Second, local dignity is not optional
If you want a partnership to last, you have to respect the people you are helping. That means you listen more than you speak. I have to be patient but persistent since the Doctors , nurses and nuns are there all the time. You do not assume you know better because you are coming from the United States. Fortunately, politics and strategy are in my blood.
The Dominican doctors and nurses I have worked with are not waiting for Americans or Politicians in DR to save them. They are working every day to save kids. Our job is to support their mission, not replace it.
Third, relationships move faster than bureaucracy
In government and law you learn that process matters. In charity you learn that relationships matter just as much. When you build real friendships with local leaders, hospitals, and community groups, you cut through red tape because people trust your intent. Like my work with kids in sports or building a political base, consistency of effort is everything.
Ashley’s Angels grew because people on the ground knew we would show up, not just once, but again and again. Trust is built in repetition.
The Power of U.S.–DR Partnerships
The best cross-border partnerships do three things well.
- They share knowledge.
Medical teams learn from each other. Training, second opinions, protocols, even simple things like how to organize supply storage can raise survival rates. - They share resources in a targeted way.
The most useful support is specific. Drugs that are short. Equipment that is essential. Funds that cover transportation or nutrition for families so treatment does not get interrupted. - They share accountability.
Everyone stays at the table. You set clear goals. You track what works. You admit what does not. That keeps the partnership honest and growing.
When those three things line up, you do not just help one child. You improve the system that will help thousands of children after that child. In DR keeping Morale and hope is critical but God gave Dominicans and Haitians with a spirit second to none.
What Stays With Me
I have seen kids ring the bell after treatment is complete. I have seen families cry with relief. A kid’s face when they know they are going home for good. I have also held the hands of many children in their final days. Those losses never leave you. They should not.
What stays with me most is the courage and hopefulness. Children facing cancer in underserved places are not asking for pity. They are asking for a fair shot. Parents are not asking for miracles. They are asking for the tools to fight.
Every time I go to the DR, I come back with a better sense of purpose and perspective . Even more respect for the strength of these families and for the medical teams carrying so much on their backs.
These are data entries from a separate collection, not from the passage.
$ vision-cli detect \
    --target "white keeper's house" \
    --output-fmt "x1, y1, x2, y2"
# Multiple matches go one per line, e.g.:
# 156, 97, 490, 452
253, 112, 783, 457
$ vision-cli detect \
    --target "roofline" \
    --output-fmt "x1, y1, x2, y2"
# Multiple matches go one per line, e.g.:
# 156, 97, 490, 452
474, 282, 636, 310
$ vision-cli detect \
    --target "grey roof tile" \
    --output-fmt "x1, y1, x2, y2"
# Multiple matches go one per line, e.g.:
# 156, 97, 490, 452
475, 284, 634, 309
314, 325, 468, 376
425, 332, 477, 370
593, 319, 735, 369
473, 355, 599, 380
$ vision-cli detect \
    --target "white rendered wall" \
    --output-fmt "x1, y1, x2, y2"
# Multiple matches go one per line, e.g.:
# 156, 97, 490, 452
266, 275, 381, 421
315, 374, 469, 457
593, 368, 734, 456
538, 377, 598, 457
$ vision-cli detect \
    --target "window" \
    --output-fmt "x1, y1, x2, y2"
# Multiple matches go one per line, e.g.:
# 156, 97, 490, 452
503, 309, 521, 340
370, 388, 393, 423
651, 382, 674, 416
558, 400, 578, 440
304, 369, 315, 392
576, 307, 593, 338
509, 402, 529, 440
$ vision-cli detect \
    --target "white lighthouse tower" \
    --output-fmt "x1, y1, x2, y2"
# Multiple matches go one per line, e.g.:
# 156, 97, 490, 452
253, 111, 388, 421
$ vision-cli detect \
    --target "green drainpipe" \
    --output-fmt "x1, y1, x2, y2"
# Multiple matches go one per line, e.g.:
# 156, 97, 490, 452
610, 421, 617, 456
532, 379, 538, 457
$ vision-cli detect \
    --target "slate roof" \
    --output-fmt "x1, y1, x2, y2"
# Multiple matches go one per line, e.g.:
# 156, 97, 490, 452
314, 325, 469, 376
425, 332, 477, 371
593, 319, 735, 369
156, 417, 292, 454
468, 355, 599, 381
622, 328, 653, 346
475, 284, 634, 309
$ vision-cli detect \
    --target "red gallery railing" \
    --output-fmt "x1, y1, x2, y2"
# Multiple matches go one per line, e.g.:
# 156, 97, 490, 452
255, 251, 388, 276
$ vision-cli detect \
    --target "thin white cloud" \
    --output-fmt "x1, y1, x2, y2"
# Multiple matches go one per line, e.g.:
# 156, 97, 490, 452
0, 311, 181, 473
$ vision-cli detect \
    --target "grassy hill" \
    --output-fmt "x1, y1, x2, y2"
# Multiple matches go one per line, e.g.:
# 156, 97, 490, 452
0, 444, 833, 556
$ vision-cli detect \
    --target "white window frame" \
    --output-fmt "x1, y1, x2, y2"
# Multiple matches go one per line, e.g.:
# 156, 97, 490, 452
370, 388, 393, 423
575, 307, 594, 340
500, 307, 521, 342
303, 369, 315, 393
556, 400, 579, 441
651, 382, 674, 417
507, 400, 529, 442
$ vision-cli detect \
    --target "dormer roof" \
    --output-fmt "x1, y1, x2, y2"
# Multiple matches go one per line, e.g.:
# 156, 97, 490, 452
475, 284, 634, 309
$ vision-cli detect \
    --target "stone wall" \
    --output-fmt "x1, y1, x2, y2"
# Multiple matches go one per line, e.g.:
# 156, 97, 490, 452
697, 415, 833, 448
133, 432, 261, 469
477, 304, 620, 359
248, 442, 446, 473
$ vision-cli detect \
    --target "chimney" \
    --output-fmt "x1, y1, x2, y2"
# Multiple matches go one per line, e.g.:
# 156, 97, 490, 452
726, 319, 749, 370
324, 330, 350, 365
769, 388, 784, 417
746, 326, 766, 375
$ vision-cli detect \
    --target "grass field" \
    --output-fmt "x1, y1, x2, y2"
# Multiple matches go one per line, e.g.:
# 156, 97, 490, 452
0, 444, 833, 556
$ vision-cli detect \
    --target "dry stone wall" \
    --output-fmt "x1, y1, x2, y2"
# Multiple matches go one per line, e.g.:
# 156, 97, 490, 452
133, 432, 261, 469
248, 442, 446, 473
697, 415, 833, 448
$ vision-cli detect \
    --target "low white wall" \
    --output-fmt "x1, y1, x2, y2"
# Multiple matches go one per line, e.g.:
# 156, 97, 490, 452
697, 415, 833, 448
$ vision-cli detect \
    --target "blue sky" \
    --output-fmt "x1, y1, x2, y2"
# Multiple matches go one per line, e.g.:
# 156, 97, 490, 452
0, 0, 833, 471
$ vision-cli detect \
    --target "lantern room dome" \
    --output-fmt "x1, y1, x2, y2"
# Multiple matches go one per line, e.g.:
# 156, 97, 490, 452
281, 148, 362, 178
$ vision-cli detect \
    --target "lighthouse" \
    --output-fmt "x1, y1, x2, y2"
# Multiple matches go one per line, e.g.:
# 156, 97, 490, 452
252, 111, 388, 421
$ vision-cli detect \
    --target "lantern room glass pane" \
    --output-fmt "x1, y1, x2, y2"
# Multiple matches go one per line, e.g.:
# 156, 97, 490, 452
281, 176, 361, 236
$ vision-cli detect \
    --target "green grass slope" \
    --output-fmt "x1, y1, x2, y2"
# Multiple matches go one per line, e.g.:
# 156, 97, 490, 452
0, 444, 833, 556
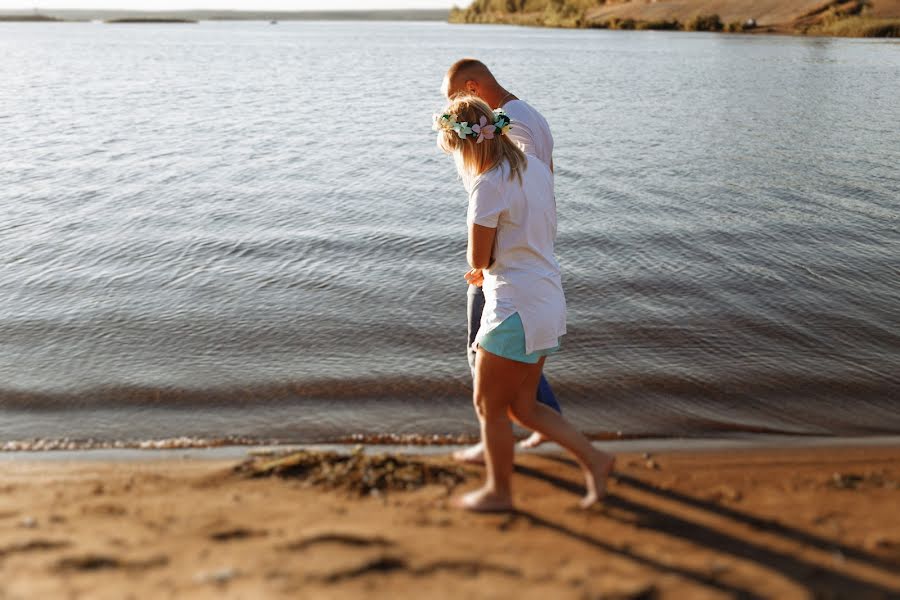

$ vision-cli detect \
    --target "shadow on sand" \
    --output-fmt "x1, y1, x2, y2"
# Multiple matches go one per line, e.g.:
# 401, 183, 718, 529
516, 456, 900, 598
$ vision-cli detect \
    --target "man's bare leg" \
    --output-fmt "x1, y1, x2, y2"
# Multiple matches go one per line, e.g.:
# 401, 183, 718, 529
519, 431, 550, 450
451, 442, 484, 465
451, 431, 550, 465
511, 394, 616, 508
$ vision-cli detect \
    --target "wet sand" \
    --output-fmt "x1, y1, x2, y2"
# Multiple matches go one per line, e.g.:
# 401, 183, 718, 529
0, 444, 900, 599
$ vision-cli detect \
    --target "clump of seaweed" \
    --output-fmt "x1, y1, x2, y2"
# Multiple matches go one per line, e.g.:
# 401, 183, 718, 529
234, 446, 467, 496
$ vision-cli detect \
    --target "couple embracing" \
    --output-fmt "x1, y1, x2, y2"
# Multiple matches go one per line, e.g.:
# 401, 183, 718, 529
434, 59, 615, 512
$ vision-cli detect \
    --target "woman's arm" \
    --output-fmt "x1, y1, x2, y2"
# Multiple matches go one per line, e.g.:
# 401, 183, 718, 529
466, 223, 497, 269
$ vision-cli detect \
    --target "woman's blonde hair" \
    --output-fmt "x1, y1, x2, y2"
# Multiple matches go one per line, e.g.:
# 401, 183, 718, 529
438, 95, 526, 183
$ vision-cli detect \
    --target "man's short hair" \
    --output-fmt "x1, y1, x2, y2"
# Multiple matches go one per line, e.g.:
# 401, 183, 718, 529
447, 58, 495, 81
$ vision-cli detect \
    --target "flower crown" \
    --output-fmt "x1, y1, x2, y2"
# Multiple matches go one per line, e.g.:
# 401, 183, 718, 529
432, 108, 510, 144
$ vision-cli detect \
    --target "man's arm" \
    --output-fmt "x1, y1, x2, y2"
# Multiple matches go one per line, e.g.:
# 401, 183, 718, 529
466, 223, 497, 269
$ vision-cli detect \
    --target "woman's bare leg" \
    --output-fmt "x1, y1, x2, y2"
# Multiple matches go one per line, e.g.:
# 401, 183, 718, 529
510, 378, 616, 508
460, 349, 541, 511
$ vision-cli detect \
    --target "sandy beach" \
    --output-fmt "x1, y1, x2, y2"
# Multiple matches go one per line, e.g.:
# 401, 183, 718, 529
0, 446, 900, 599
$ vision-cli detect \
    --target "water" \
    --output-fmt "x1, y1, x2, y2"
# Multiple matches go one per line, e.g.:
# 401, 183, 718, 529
0, 22, 900, 442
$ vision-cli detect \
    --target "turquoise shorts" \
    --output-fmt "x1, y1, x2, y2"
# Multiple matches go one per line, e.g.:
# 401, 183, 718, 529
478, 313, 559, 365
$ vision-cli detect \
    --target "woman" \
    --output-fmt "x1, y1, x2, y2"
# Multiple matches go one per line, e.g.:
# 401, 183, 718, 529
434, 96, 615, 511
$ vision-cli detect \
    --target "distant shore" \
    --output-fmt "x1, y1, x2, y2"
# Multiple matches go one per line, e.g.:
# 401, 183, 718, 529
0, 9, 448, 23
450, 0, 900, 37
0, 446, 900, 600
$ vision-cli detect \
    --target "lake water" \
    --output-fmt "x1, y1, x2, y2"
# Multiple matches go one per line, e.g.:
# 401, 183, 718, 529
0, 22, 900, 442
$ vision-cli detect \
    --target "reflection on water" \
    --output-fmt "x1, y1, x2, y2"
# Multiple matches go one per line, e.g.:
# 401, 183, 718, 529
0, 23, 900, 440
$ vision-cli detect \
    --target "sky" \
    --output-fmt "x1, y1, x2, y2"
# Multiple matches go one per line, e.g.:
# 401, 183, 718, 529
0, 0, 469, 11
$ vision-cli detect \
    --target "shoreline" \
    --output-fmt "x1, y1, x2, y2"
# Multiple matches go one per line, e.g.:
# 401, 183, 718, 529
0, 434, 900, 464
449, 0, 900, 38
0, 441, 900, 600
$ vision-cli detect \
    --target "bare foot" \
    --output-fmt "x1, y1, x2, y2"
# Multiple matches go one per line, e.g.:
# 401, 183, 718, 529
579, 452, 616, 508
451, 442, 484, 465
453, 488, 513, 512
519, 431, 550, 449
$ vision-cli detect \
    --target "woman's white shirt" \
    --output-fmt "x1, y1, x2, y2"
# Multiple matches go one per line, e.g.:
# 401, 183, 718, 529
467, 159, 566, 354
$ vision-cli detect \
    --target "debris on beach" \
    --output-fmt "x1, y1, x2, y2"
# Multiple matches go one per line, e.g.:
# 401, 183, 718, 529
194, 567, 241, 584
234, 446, 467, 496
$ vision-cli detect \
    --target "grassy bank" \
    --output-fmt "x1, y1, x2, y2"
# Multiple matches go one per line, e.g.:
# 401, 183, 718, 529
450, 0, 900, 37
806, 17, 900, 38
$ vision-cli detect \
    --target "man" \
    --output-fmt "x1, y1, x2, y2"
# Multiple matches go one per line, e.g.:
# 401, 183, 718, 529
442, 58, 562, 463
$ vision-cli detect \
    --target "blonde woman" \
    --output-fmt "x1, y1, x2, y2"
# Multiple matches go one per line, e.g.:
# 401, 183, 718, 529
435, 96, 615, 512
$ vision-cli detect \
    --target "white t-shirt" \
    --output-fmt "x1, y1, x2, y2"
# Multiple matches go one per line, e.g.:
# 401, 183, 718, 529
503, 100, 553, 167
467, 161, 566, 354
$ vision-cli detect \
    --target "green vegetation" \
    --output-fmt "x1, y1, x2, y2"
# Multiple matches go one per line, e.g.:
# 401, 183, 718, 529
450, 0, 900, 37
806, 16, 900, 38
684, 15, 724, 31
450, 0, 604, 27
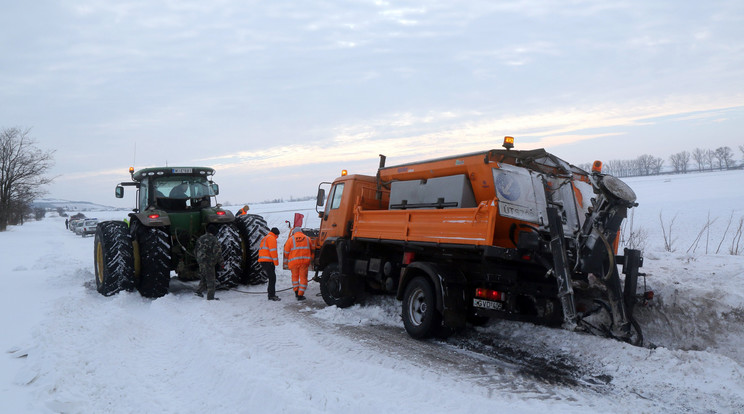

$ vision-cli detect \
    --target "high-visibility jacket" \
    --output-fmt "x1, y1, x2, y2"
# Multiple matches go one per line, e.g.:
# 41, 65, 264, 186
258, 232, 279, 266
284, 231, 313, 269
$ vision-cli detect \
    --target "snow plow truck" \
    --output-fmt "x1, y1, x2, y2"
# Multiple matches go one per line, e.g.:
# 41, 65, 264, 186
94, 167, 269, 298
313, 137, 643, 344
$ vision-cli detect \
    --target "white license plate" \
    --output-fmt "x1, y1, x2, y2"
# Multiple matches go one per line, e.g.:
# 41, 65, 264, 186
473, 299, 504, 310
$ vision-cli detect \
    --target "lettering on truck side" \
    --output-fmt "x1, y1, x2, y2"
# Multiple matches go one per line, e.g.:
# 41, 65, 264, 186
473, 299, 504, 310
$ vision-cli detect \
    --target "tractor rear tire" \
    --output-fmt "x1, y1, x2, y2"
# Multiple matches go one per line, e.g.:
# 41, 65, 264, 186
136, 226, 171, 298
93, 221, 134, 296
235, 214, 269, 285
403, 276, 446, 339
320, 263, 356, 308
216, 224, 243, 289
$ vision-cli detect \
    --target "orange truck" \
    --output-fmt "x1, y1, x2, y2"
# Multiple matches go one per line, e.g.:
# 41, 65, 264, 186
313, 137, 644, 344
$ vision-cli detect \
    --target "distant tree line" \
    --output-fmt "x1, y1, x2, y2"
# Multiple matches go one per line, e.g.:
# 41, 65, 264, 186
0, 128, 54, 231
579, 145, 744, 177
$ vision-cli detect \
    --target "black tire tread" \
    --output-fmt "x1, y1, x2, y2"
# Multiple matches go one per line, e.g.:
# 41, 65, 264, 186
93, 221, 134, 296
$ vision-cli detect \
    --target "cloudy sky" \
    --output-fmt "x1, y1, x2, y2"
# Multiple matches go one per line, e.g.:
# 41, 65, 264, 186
0, 0, 744, 207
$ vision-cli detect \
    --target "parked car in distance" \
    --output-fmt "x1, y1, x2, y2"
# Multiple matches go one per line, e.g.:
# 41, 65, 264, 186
75, 219, 98, 237
67, 219, 84, 234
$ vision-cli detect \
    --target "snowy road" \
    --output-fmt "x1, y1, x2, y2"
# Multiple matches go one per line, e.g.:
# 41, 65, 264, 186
0, 171, 744, 414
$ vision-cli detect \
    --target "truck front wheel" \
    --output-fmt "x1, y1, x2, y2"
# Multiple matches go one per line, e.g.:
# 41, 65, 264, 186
320, 263, 355, 308
403, 276, 442, 339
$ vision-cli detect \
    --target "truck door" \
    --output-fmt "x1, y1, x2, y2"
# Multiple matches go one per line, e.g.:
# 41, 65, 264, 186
320, 182, 351, 245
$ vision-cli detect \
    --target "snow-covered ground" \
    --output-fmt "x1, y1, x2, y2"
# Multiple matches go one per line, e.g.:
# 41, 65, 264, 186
0, 171, 744, 413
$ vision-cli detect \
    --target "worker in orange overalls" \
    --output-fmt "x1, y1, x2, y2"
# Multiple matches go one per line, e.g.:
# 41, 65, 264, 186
258, 227, 281, 301
284, 227, 313, 300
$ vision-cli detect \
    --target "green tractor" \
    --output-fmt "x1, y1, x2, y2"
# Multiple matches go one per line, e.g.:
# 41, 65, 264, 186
94, 167, 269, 298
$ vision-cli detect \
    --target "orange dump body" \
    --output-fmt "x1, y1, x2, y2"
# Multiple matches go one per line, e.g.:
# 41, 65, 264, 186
334, 150, 586, 248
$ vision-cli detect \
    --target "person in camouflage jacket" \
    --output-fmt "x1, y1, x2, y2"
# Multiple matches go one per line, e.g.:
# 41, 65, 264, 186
194, 225, 222, 300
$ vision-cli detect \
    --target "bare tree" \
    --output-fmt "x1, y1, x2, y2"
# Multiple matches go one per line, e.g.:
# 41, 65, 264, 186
651, 157, 664, 175
705, 150, 716, 171
715, 147, 734, 170
692, 148, 708, 171
636, 154, 654, 175
0, 128, 54, 231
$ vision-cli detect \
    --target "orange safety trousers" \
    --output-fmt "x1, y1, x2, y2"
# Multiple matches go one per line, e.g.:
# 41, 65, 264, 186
289, 263, 310, 296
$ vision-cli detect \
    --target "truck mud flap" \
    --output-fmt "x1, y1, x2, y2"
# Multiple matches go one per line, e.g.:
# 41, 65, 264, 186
547, 207, 577, 331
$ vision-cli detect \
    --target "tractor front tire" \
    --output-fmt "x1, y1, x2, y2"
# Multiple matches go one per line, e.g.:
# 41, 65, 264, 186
216, 224, 243, 289
93, 221, 134, 296
235, 214, 269, 285
136, 226, 171, 298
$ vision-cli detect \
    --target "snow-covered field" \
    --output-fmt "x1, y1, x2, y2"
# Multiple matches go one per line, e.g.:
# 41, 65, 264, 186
0, 171, 744, 413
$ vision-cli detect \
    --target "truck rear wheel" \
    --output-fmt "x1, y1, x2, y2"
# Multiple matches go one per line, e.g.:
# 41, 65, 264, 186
235, 214, 269, 285
93, 221, 134, 296
403, 276, 442, 339
136, 226, 171, 298
215, 224, 243, 289
320, 263, 356, 308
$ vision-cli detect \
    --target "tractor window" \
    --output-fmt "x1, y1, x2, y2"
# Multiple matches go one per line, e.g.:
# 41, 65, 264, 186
152, 176, 212, 210
139, 178, 151, 211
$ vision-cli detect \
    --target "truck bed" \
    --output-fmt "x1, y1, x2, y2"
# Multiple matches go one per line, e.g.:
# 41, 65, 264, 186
352, 202, 502, 246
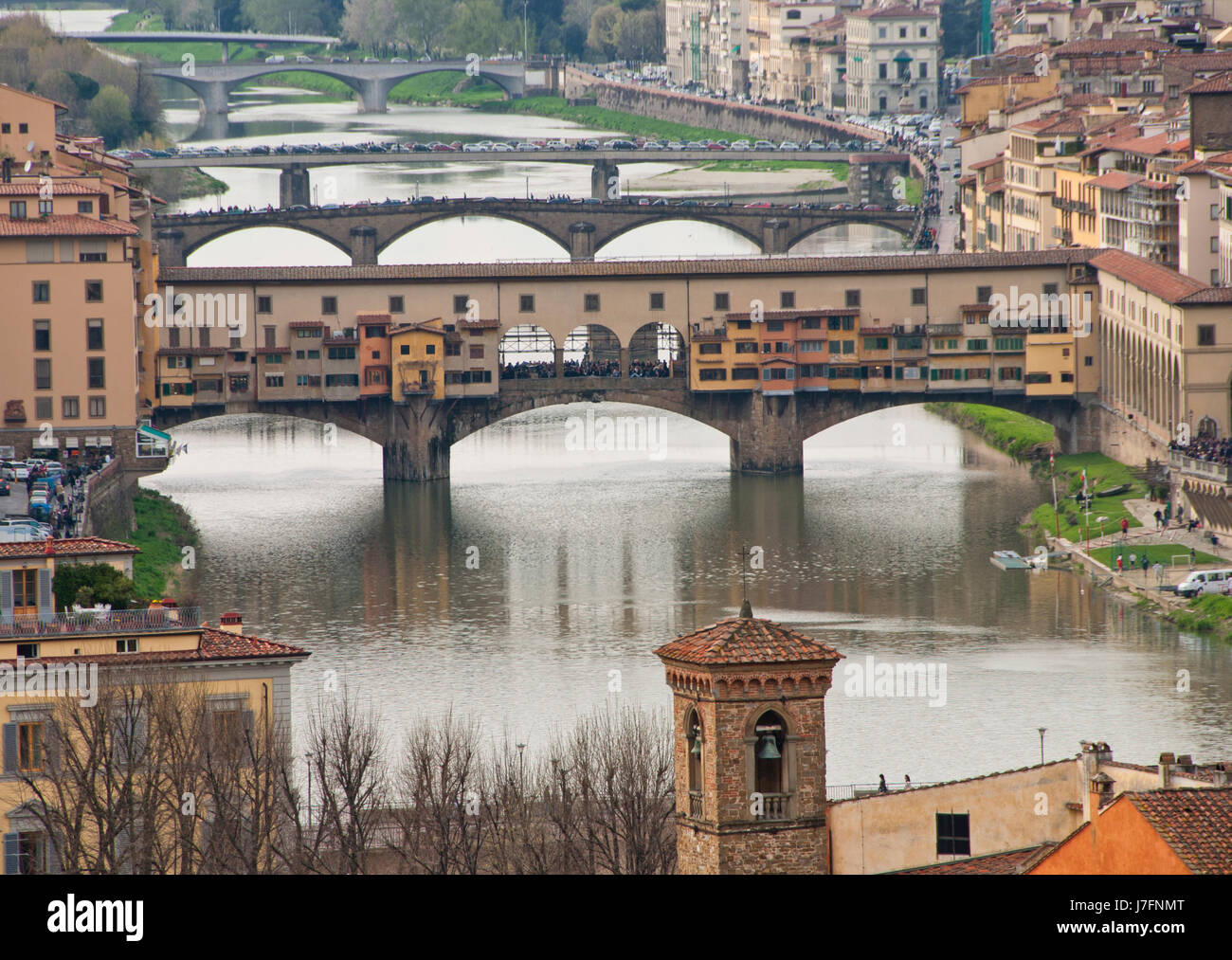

A Call to Anyone Who Wants to Help
You do not have to run a charity to make a difference. You can support organizations that already have deep local partnerships. You can fund specific needs instead of vague programs. You can volunteer professional skills. You can listen to what communities say they need, then help deliver it.Think about a Visit to the clinic when you are on vacation.
Cross-border work is not about being a hero. It is about being a steady partner.
If there is one lesson U.S.–DR partnerships have taught me, it is this. The world gets smaller when you take responsibility for people beyond your borders. Don’t try to rationalize “ why that place”. Just help and follow God’s lead. Your life deserves purpose and kids are an eternal gift to our society. When you hear Thank You you will think no thank them.
That is why I keep doing this work. That is why I will not stop.